Three connections with David Sansing over the years provide immense joy in remembering the illustrious university historian.
Sansing, professor emeritus of history at the University of Mississippi, died July 6 in Oxford.
In 1996, I was assigned by the newspaper in Albany, Ga., to cover former President Jimmy Carter’s weekly sermon at his church in nearby Plains. Near the front row of Maranatha Baptist Church sat David and his sons, David Sansing Jr. and Perry Sansing. They had journeyed some 400 miles to hear Carter preach.
“You don’t know me, but I know who you are,” I told David. He made me feel like we were long-lost buddies with his return greeting. I had never met the man before that day.
The second encounter was on the 100th anniversary celebration of Mississippi’s New Capitol building in 2003. Some right-thinking person had made the momentous decision to ask Sansing to give the keynote address. As a legislative staffer I eased my way to the front to hear arguably the best speech ever delivered in Mississippi. No one could have topped his effort.
I later had opportunities to call him for historical information, but the last time I saw David was in early 2010 at a signing for my book about McComb held at Square Books in Oxford. I was stunned a day or so before the event to get a call from him asking if he could introduce me.

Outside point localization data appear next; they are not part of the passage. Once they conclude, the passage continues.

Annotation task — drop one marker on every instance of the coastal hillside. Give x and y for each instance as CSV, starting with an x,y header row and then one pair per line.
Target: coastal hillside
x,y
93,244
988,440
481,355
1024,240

My response was to tell him I’d pay him to do that. He said that wasn’t necessary. He talked half an hour about the book, my late father-reporter, Charles B. Gordon, and McComb native and longtime Ole Miss coach and athletics administrator Warner Alford, who was in the audience. He told pertinent stories on us all.
David G. Sansing above everything else was a gentleman who treated people the way he wanted to be treated. He also was renowned as a professor and scholar on Mississippi’s history and authored many books on that subject, including one titled “Mississippi Governors: Soldiers, Statesmen, Scholars, Scalawags.”
Further, he was a lover of the Ole Miss Rebels, a fact even people at his alma mater of Southern Miss and rival Mississippi State didn’t seem to hold against him.
There’s an endearing story about how he and his Ole Miss faculty bud, the late writer Willie Morris, climbed atop the roof at the Oxford airport late one night as cheerleaders to welcome home the Rebel football team after a game. His sense of humor was as cherished as Morris’.
His books and that New Capitol speech set Sansing apart in not only love and respect for Mississippi but as a realist when it came to the state’s renowned defects on race relations and lack of total support for public education.
Although he would castigate the state for its many ills, he always came back with a defense filled with truisms about the large number of writers and other artists produced in Mississippi. He called this “The Other Mississippi,” the title of his final book released in 2018.
Sansing’s speech on June 3, 2003, on the steps of the New Capitol raised expectations that Mississippians would begin to “chart our future,” not just wallow in a past that has been predominantly illustrated by “our hostility to outsiders.”
“My most ardent ambition for Mississippi is that we will let go of yesterday, so we can take hold of tomorrow. The future is ours, it is our Promised Land, and I can see it with my heart, if not my eyes. It is over there, just beyond the rise. Come and go with me,” he said in the address.
Sansing ended it: “Thank you and God bless Mississippi.”